De Duitse ME’ers filmden de demonstranten voortdurend. Ze gebruiken hiervoor camera’s op een hoge stok, die door een ME’er wordt vastgehouden. Aan de andere kant van de camera is een scherm, waar de andere ME’ers naar kijken. Op deze manier proberen ze ‘provocateurs’ te identificeren. Vervolgens proberen ze deze demonstranten te arresteren. Tijdens de mars heeft de politie mensen gearresteerd, en hevig mishandeld. Vier mensen eindigen in het ziekenhuis.

De mars eindigt bij Friedrichsfelde, waar de graven van Liebknecht en Luxemburg zijn. Hun graven zijn onderdeel van de ‘Gedenkstätte der Sozialisten’; een monument voor socialisten en staatsmannen van de DDR. De deelnemers van de mars legden ter herdenking een rode anjer op een van de graven.

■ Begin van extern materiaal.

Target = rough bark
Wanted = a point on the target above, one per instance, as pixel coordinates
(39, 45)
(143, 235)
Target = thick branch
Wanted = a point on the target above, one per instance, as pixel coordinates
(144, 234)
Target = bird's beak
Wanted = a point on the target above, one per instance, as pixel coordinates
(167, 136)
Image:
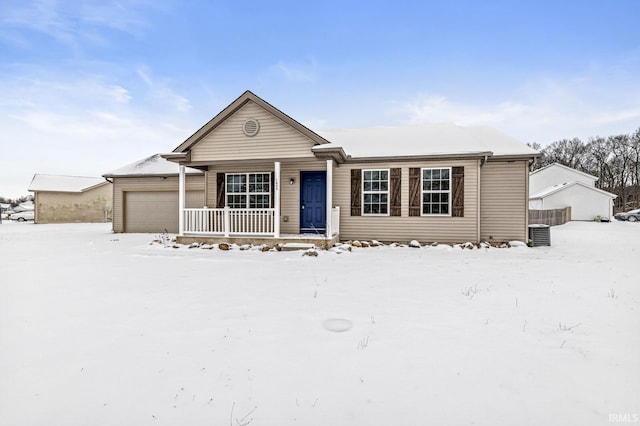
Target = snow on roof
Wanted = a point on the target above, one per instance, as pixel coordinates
(154, 165)
(416, 140)
(562, 166)
(562, 186)
(57, 183)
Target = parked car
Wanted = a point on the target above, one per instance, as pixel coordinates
(631, 216)
(23, 216)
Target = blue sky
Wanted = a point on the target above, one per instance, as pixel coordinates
(89, 86)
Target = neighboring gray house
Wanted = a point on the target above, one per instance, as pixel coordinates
(253, 172)
(68, 199)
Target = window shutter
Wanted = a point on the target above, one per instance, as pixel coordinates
(356, 188)
(272, 187)
(457, 189)
(395, 184)
(220, 198)
(414, 191)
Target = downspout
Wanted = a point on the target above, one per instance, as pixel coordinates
(478, 220)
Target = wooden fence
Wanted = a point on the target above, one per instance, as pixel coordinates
(550, 217)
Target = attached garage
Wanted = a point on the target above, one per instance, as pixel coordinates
(156, 211)
(145, 195)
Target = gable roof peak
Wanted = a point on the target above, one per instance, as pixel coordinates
(235, 106)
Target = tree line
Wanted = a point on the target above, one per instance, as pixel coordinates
(615, 160)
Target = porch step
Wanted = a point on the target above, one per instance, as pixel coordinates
(296, 246)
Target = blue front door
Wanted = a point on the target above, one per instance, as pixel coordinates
(313, 202)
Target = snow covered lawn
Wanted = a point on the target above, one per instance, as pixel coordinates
(106, 329)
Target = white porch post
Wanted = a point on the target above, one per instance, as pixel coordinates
(181, 197)
(276, 188)
(329, 229)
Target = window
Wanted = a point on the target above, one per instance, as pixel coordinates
(248, 190)
(436, 191)
(375, 192)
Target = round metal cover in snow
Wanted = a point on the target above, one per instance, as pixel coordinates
(337, 325)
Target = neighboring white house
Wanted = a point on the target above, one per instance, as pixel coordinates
(557, 186)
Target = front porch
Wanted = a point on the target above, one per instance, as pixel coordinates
(248, 224)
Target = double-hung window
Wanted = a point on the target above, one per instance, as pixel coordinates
(248, 190)
(436, 191)
(375, 192)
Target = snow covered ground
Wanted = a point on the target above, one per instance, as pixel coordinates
(107, 329)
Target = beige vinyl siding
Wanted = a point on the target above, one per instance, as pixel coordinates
(69, 207)
(404, 227)
(504, 200)
(151, 183)
(289, 194)
(274, 140)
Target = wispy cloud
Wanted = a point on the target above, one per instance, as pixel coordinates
(162, 92)
(542, 110)
(83, 126)
(297, 72)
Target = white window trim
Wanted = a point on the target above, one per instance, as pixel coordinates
(388, 192)
(422, 192)
(247, 194)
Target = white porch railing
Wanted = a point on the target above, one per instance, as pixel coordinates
(335, 221)
(228, 221)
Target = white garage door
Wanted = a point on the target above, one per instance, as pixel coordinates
(156, 211)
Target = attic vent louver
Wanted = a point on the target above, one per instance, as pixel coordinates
(251, 127)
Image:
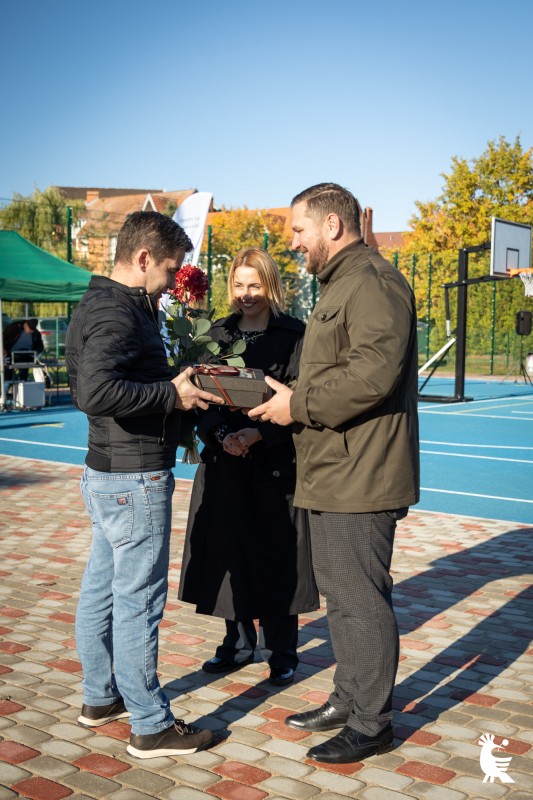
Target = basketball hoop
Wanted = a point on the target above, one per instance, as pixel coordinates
(527, 278)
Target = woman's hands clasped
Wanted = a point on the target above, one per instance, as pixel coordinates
(239, 443)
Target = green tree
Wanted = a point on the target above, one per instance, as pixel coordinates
(235, 229)
(41, 218)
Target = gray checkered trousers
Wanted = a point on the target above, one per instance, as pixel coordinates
(351, 558)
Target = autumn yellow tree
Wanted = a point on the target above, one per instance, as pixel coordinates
(498, 183)
(235, 229)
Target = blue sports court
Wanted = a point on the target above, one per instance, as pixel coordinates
(476, 457)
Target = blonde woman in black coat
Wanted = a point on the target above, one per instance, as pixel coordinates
(247, 554)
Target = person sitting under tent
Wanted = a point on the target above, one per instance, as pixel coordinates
(22, 337)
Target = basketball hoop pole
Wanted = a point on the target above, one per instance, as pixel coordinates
(461, 284)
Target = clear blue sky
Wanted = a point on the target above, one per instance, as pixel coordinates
(255, 101)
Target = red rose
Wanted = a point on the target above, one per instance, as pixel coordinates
(191, 284)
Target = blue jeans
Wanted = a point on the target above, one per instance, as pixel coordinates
(123, 593)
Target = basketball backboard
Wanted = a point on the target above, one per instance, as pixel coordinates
(510, 247)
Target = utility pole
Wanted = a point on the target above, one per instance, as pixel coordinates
(209, 265)
(428, 317)
(69, 234)
(493, 323)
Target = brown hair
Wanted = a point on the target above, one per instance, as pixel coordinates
(161, 236)
(268, 273)
(330, 198)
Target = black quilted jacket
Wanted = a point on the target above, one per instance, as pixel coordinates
(119, 376)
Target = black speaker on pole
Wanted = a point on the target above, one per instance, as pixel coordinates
(523, 323)
(523, 328)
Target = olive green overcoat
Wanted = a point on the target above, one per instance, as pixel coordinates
(355, 401)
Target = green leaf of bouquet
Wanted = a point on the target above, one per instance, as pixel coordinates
(238, 347)
(182, 326)
(201, 326)
(189, 420)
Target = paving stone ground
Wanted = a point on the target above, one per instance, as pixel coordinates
(463, 591)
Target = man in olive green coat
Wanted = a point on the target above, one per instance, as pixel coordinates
(354, 410)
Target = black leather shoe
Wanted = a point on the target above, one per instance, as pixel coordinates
(325, 718)
(179, 740)
(94, 716)
(350, 745)
(215, 665)
(281, 676)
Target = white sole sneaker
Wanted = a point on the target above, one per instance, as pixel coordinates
(159, 753)
(85, 722)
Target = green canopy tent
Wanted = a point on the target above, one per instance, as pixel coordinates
(29, 273)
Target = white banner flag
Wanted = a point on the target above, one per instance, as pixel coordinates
(192, 216)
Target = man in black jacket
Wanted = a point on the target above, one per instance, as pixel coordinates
(119, 376)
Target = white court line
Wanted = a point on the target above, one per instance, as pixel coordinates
(471, 494)
(470, 402)
(457, 444)
(467, 455)
(483, 416)
(44, 444)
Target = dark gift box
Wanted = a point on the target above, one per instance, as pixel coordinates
(240, 387)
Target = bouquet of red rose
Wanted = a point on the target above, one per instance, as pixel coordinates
(186, 330)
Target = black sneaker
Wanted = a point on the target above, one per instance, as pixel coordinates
(94, 716)
(216, 665)
(179, 740)
(281, 676)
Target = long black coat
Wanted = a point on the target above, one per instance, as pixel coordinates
(247, 550)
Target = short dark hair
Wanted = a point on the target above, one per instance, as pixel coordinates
(161, 236)
(330, 198)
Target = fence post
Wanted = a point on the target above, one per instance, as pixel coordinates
(69, 234)
(209, 265)
(428, 318)
(507, 361)
(492, 324)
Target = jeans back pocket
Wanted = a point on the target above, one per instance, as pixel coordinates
(115, 515)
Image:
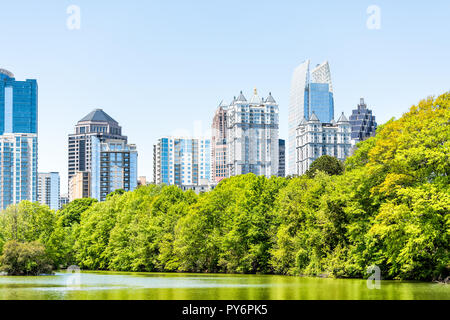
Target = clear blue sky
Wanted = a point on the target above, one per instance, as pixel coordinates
(159, 66)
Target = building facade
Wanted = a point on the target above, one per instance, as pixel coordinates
(96, 124)
(49, 189)
(114, 166)
(252, 136)
(219, 144)
(315, 139)
(63, 200)
(362, 122)
(310, 92)
(281, 158)
(142, 181)
(18, 170)
(18, 104)
(182, 161)
(80, 185)
(18, 139)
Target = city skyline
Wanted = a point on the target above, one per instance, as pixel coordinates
(181, 66)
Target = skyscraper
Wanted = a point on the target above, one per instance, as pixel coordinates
(113, 166)
(96, 124)
(49, 189)
(18, 104)
(100, 160)
(219, 144)
(18, 175)
(182, 161)
(315, 139)
(252, 136)
(18, 139)
(310, 92)
(282, 158)
(363, 122)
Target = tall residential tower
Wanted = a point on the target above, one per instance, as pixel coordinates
(252, 136)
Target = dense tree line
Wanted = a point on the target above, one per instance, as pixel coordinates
(388, 205)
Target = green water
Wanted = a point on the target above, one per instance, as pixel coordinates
(153, 286)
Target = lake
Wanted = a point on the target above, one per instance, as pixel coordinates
(179, 286)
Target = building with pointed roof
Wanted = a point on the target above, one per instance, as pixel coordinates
(18, 139)
(315, 139)
(363, 122)
(219, 143)
(98, 144)
(252, 136)
(311, 91)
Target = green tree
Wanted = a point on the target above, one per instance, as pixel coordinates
(24, 259)
(327, 164)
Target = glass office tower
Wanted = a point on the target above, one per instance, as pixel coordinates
(18, 139)
(18, 104)
(363, 122)
(310, 92)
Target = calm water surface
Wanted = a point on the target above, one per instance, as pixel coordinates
(153, 286)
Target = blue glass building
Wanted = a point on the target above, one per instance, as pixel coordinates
(320, 101)
(18, 139)
(18, 104)
(363, 122)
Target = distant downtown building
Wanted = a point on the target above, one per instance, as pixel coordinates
(18, 178)
(219, 144)
(315, 139)
(281, 158)
(18, 139)
(80, 185)
(63, 200)
(96, 124)
(252, 136)
(49, 189)
(100, 160)
(362, 122)
(182, 161)
(113, 166)
(310, 92)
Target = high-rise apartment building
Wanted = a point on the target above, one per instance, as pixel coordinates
(80, 185)
(113, 166)
(252, 136)
(310, 92)
(100, 160)
(96, 124)
(315, 139)
(18, 168)
(18, 139)
(219, 144)
(49, 189)
(281, 158)
(63, 200)
(182, 161)
(362, 122)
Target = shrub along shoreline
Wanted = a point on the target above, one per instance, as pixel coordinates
(389, 207)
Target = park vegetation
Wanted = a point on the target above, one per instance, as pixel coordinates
(388, 205)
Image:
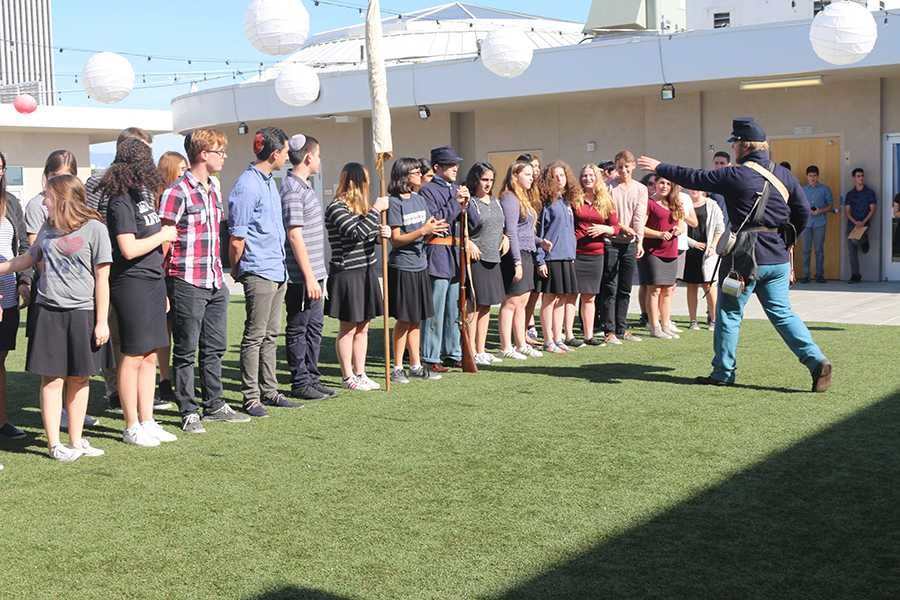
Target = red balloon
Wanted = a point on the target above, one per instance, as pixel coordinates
(25, 103)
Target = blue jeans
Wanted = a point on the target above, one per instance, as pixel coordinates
(440, 333)
(771, 287)
(814, 237)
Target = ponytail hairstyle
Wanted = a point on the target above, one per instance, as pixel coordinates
(602, 200)
(672, 200)
(473, 178)
(400, 183)
(70, 211)
(550, 191)
(511, 184)
(353, 188)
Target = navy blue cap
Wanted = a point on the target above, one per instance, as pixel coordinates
(746, 129)
(445, 155)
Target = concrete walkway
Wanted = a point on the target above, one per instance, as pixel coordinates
(836, 302)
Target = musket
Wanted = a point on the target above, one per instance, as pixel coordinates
(468, 351)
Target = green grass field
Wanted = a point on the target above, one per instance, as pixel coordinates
(600, 474)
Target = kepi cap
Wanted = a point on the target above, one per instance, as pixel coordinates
(746, 129)
(445, 155)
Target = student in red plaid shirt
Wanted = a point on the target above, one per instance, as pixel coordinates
(195, 282)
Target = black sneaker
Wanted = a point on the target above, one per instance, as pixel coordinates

Aan de straat voor de begraafplaats stonden kraampjes van organisaties die deel hadden genomen aan de mars, die boeken, pamfletten en zelfs eten verkochten. Ook dit deel van de herdenking werd verstoord door de politie.

De politie duwde een groep demonstranten in ‘uniform’ (allemaal met een zwarte jas, spijkerbroek, en een rode balaclava), richting het einde van de straat. De demonstranten vormden een linie, waardoor het de politie moeilijk afging om mensen uit de groep te trekken. Als oplossing besloot de politie de menigte een metrostation in te duwen. Hierdoor werden mensen heel hard en nauw tegen elkaar aangedrukt. Als gevolg van de chaotische situatie, raakte een groep politieagenten ingesloten in de menigte naast een terras. Iemand gooide een tafel om, en de menigte werd gepeppersprayd door de polite.

Met veel duwen en dreigen lukte het de politie uiteindelijk om de groep het smalle metroperron op te krijgen (op het perron waren ook mensen aanwezig die niets met de demonstratie te maken hadden). Hierna werden zo veel mogelijk mensen de volgende metro ingeduwd. De metro was niet gevorderd door de politie; er zaten nog passagiers van het vorige station in. Bij het eerstvolgende station, werden de demonstranten bevolen de metro te verlaten en werden zij uit elkaar gejaagd.

De herdenking heeft een expliciet politiek karakter, en heeft meer weg van een demonstratie. Het is niet te vergelijken met de herdenking van Henk Sneevliet, die ceremonieel en plechtig is. De focus ligt op het voortzetten van de hedendaagse strijd voor socialisme.. Palestina en de aankomende verkiezingen waren centrale onderwerpen.

Meer dan honderd jaar na de moord op Luxemburg en Liebknecht leeft de socialistische beweging in Duitsland nog steeds. De kameraden die een onderdeel vormen van deze beweging, laten deze gebeurtenis niet aan zich voorbij gaan, laten zich niet intimideren door de politie en zetten de strijd van Luxemburg en Liebknecht tot vandaag de dag door.